Шрифт:
Интервал:
Закладка:
Когда после окончания панихиды Барсуковы проходили мимо, он низко опустил голову, чтобы его не узнали. Это был Лука. Он не смог усидеть в лагере, прослышав про страшное горе, постигшее его земляков.
Лука медленно шагал на кладбище в самом хвосте траурной процессии. Он уже не прятал своего состарившегося лица, так как перестал бояться быть узнанным. Он не притягивал к себе внимания земляков пустыми разговорами и обрадовался, не увидев мать и братьев среди участников похорон.
На крепостной площади перед кладбищем процессия остановилась. Лука подошёл ближе и прислушался к проповеди, которую затеял поп Серафим.
Высокий, длиннобородый, с раненой рукой на привязи Серафим вещал о загробном мире, пугая слушавших его сакмарцев неизбежным днём Страшного суда. Говорил так убедительно, словно сам побывал не один раз и в садах Эдема, и в кипящей смоле царства Сатаны.
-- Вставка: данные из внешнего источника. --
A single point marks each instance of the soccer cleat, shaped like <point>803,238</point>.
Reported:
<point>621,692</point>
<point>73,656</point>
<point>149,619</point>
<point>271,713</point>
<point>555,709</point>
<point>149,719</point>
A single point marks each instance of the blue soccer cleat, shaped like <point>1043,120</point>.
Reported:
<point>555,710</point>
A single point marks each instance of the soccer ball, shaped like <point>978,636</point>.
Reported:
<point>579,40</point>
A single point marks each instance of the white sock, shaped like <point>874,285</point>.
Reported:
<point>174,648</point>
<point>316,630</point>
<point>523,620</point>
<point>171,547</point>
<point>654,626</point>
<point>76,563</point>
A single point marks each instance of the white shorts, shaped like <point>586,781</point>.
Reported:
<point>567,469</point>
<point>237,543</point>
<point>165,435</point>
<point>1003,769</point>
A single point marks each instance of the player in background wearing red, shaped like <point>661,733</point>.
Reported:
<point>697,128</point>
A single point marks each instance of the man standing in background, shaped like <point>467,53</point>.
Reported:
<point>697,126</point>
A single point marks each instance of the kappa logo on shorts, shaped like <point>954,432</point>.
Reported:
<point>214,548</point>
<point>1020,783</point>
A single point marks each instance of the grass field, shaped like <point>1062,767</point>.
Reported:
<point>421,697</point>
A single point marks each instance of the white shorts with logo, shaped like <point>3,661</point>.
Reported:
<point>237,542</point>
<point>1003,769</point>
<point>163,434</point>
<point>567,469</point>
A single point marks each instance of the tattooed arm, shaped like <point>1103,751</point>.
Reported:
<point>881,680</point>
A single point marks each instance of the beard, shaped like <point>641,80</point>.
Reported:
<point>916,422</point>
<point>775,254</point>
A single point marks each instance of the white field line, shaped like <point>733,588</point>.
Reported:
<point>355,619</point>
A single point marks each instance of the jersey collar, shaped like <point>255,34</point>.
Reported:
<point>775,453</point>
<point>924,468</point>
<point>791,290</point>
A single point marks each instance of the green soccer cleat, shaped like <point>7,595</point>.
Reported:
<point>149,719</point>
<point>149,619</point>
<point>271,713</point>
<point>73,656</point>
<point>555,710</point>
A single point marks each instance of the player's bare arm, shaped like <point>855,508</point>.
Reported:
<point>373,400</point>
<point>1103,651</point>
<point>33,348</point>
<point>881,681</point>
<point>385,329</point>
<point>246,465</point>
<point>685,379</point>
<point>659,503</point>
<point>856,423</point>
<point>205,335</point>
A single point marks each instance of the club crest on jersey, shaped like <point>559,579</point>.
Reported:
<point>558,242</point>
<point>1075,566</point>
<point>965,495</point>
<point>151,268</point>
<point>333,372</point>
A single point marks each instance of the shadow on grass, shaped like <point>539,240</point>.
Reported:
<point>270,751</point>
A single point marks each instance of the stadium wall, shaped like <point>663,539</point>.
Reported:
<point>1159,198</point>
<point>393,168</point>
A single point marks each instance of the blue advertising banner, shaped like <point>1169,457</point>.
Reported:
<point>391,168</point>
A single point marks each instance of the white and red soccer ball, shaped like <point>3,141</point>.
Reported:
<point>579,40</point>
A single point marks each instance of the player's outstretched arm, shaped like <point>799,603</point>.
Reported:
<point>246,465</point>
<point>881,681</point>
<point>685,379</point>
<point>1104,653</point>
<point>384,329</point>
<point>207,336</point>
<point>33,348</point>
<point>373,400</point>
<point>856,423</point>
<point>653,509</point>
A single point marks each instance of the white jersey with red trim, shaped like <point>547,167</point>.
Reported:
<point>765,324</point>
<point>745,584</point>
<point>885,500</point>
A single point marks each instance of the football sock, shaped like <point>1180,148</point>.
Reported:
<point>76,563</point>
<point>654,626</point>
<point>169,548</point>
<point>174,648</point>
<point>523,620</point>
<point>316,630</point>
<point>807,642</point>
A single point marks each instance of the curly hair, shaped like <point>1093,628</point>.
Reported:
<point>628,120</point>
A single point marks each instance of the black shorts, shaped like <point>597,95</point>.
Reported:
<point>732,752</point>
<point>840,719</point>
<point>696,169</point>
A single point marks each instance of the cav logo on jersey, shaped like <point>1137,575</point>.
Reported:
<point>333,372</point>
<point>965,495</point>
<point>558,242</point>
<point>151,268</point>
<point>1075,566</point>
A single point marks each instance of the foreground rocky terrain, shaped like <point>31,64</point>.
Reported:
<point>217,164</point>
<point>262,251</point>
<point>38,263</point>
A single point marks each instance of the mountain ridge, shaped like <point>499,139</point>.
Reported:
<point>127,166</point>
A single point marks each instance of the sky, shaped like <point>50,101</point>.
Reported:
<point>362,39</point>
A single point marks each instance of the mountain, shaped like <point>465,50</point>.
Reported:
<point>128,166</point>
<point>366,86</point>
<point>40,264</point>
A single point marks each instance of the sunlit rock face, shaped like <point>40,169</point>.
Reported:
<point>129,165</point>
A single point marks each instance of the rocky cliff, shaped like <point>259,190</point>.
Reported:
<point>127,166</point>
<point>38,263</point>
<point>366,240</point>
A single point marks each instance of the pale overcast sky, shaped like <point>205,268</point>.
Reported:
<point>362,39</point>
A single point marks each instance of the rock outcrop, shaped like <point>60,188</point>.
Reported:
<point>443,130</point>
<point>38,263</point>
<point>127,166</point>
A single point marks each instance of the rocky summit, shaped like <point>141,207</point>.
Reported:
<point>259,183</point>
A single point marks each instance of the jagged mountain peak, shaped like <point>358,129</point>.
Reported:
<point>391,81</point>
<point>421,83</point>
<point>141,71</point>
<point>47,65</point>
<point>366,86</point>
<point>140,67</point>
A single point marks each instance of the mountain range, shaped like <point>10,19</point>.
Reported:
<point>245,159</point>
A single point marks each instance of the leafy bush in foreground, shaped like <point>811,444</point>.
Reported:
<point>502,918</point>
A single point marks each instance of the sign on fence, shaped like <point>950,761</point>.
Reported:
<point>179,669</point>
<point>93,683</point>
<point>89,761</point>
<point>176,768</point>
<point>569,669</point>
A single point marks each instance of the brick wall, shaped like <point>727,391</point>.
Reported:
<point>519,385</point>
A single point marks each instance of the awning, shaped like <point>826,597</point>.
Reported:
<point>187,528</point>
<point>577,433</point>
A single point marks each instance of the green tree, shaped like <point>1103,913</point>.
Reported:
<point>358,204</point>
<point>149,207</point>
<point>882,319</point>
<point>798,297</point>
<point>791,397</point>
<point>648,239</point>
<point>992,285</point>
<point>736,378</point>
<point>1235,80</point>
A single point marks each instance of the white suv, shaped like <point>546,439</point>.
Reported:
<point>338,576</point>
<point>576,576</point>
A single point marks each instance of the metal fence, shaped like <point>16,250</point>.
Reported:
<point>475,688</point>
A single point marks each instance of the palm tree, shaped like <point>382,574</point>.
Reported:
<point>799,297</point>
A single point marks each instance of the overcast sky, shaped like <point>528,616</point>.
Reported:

Казаки и казачки зачарованно слушали разглагольствования попа, а Лука… Он отыскал глазами могилу, в которой похоронен вместо него несчастный прохожий, с мёртвого тела которого он снял когда-то одежду.
Присев у холмика, Лука провёл по нему ладонью и тяжело вздохнул. И в этот момент…
– Жених мой тама покоится, – прозвучал над головой чистый девичий голос. – Помолись за него, дедушка. Он хорошим казаком был!
Глава 18
Закованный в кандалы, запертый в тёмном подполе Архип был предоставлен самому себе, своим обманутым надеждам, своим тревогам и опасениям. Он страдал, тяжело переживая своё заточение.
Проходил день за днём, и занятый осадой Оренбурга Пугачёв, казалось, забыл о пленнике, которому вынес смертный приговор. О том, что о нём всё же изредка вспоминают, давал понять охранник, раз в день опускающий кувшин с водой и краюху хлеба.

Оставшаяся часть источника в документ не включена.